While you might hear the terms pre-qualified and pre-approved interchangeably when you start looking into buying a home, they are, in fact, two very different options. Knowing that difference could save you from any potential legal troubles down the road.
What does it mean to be pre-qualified?
Pre-qualified is generally the first step when considering buying a home. You can easily call a variety of mortgage providers and give them basic information about your income situation and they will provide you with a ballpark figure of the amount you qualify for. This allows you to rule out homes that don’t fall within that price range. It’s not a commitment that they’ll provide you with a mortgage, just an estimate of what you might be approved for should a thorough examination of your financial situation check out.
What does it mean to be pre-approved?
Pre-approved is an important step if you want to have a leg up as a buyer. Since some buyers shop around after only being pre-qualified, being pre-approved tells the seller that you are ready to go with your offer and that there will be zero issues for you to secure the mortgage on that offer. It requires filling out a mortgage application, as well as submitting detailed information about your employment situation and financial history. Your credit report will be analyzed, and your approval will tell you the exact amount you are approved for, so you can stick to looking at houses in that price range.
The big difference?
Reliability. While it’s easy to pre-qualify, there is no guarantee to the seller that you’ll actually be approved for a mortgage for the full amount you offer. This means, if they accept your offer and then you apply for approval and it comes back at a smaller number, the contract will be broken, and legal action can be taken. This is risky for both parties, and it’s easily avoided by being pre-approved ahead of time.

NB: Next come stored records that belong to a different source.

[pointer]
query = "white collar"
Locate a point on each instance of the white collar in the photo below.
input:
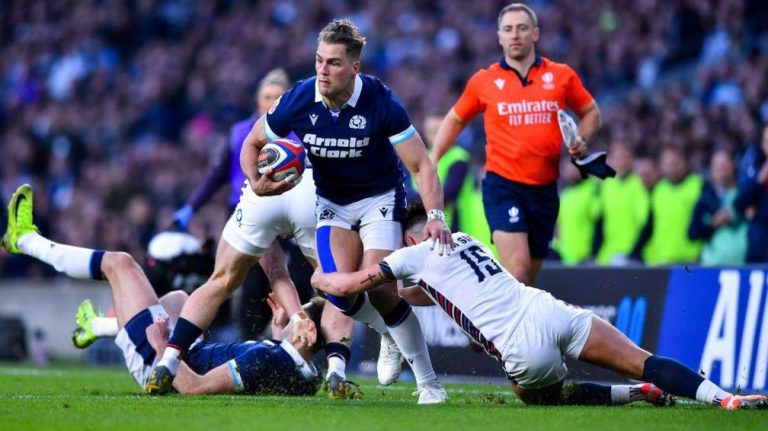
(307, 369)
(352, 100)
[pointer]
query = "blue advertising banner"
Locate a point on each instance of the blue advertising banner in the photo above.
(716, 321)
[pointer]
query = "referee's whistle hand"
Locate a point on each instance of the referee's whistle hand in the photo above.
(579, 148)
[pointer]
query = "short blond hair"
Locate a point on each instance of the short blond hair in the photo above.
(519, 7)
(343, 32)
(276, 76)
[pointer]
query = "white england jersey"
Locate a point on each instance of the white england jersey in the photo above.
(470, 285)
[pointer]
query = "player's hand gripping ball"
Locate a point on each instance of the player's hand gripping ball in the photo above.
(286, 157)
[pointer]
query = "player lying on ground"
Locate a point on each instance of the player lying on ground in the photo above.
(527, 329)
(144, 322)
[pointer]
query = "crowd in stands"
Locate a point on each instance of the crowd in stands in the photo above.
(113, 109)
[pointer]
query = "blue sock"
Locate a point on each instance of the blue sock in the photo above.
(184, 334)
(672, 376)
(398, 314)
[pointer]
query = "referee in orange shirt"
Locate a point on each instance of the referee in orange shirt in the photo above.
(519, 97)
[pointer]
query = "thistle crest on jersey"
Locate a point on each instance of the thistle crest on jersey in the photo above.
(285, 156)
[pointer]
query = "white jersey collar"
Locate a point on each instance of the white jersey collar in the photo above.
(352, 100)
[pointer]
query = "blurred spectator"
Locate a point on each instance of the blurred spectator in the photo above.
(579, 210)
(664, 239)
(714, 221)
(624, 207)
(752, 202)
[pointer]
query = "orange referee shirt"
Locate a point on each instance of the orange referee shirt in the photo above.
(520, 113)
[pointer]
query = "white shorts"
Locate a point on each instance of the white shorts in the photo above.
(378, 219)
(550, 329)
(140, 357)
(258, 220)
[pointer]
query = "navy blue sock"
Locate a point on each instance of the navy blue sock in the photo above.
(398, 314)
(338, 349)
(348, 308)
(184, 334)
(586, 394)
(672, 376)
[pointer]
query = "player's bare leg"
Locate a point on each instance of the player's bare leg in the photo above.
(592, 394)
(131, 291)
(406, 332)
(515, 255)
(199, 311)
(609, 348)
(339, 250)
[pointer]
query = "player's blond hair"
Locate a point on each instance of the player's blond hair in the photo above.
(277, 76)
(343, 32)
(519, 7)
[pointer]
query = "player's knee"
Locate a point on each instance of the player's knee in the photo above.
(221, 282)
(520, 271)
(116, 261)
(177, 295)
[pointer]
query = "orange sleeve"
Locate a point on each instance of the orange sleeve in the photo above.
(577, 97)
(469, 104)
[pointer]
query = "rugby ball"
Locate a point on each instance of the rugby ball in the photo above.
(285, 156)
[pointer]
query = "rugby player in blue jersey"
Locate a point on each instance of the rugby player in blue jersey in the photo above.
(262, 220)
(357, 136)
(143, 321)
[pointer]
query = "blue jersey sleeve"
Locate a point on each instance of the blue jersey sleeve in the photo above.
(397, 125)
(277, 122)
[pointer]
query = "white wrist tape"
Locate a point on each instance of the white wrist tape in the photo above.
(436, 215)
(298, 316)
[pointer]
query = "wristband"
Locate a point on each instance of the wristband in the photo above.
(436, 215)
(298, 316)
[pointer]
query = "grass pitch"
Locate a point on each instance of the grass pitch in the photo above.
(79, 398)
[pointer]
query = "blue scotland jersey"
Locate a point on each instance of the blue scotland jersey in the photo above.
(351, 150)
(260, 367)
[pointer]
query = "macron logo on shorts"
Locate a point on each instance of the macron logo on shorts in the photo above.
(327, 214)
(514, 215)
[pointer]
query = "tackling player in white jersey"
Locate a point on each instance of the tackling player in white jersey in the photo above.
(526, 329)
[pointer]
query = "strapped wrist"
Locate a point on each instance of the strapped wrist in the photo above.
(436, 215)
(298, 316)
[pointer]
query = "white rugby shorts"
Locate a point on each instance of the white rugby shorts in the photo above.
(258, 220)
(376, 218)
(550, 330)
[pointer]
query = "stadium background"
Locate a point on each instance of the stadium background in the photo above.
(114, 109)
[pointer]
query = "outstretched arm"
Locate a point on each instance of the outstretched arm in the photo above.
(349, 283)
(415, 158)
(217, 381)
(446, 136)
(262, 185)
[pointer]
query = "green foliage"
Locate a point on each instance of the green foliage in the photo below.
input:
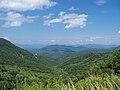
(21, 70)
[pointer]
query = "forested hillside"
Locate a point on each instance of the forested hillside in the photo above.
(21, 70)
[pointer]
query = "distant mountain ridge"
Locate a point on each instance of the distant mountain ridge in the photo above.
(13, 55)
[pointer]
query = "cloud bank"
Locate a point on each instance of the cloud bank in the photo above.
(71, 20)
(13, 19)
(24, 5)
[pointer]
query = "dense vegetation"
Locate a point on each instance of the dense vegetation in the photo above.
(21, 70)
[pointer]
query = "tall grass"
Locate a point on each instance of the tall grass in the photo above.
(92, 83)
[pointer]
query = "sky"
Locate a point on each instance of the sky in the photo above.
(71, 22)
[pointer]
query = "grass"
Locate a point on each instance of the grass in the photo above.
(92, 83)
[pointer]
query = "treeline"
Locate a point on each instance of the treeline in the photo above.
(21, 70)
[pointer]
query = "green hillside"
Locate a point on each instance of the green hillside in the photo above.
(21, 70)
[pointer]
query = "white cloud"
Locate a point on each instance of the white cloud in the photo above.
(16, 19)
(70, 20)
(119, 32)
(48, 16)
(73, 9)
(24, 5)
(101, 2)
(53, 40)
(5, 38)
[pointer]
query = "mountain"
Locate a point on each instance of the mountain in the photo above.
(99, 46)
(59, 53)
(15, 56)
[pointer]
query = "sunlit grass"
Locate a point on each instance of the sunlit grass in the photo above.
(92, 83)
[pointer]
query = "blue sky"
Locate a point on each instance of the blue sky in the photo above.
(70, 22)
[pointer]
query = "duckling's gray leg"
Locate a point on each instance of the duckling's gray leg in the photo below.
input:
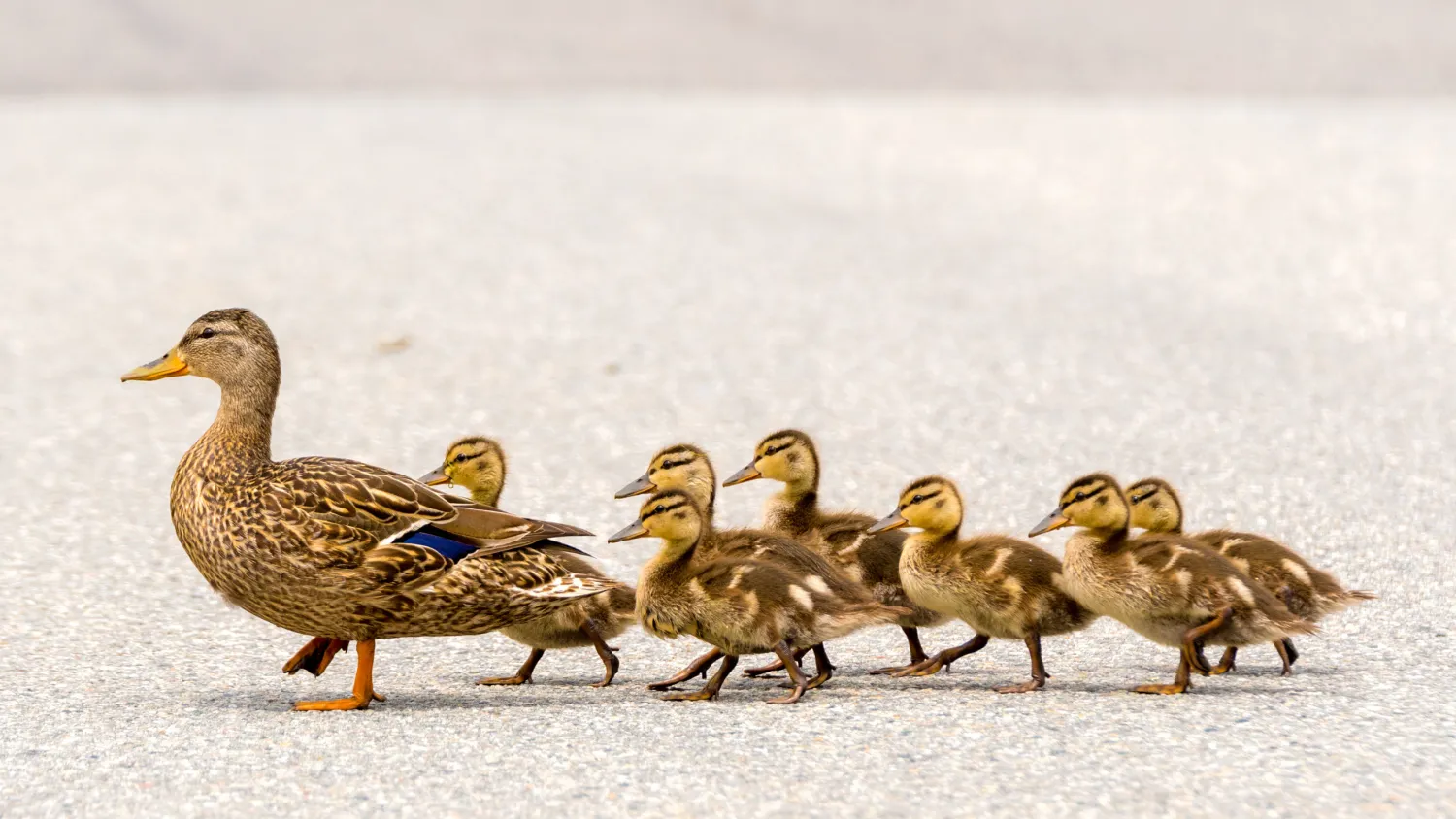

Which one is right for me?
It’s always a great step to begin with pre-qualification, but once you’ve found a lender you are happy with, it’s a good idea to move forward with the pre-approval step if you’re serious about buying sooner rather than later. There may be a fee to fill out the pre-approval application and it only lasts for a window of usually 90 days or less, but if you want a leg up in a hot market, it’s always a good idea to have it before you find your dream home.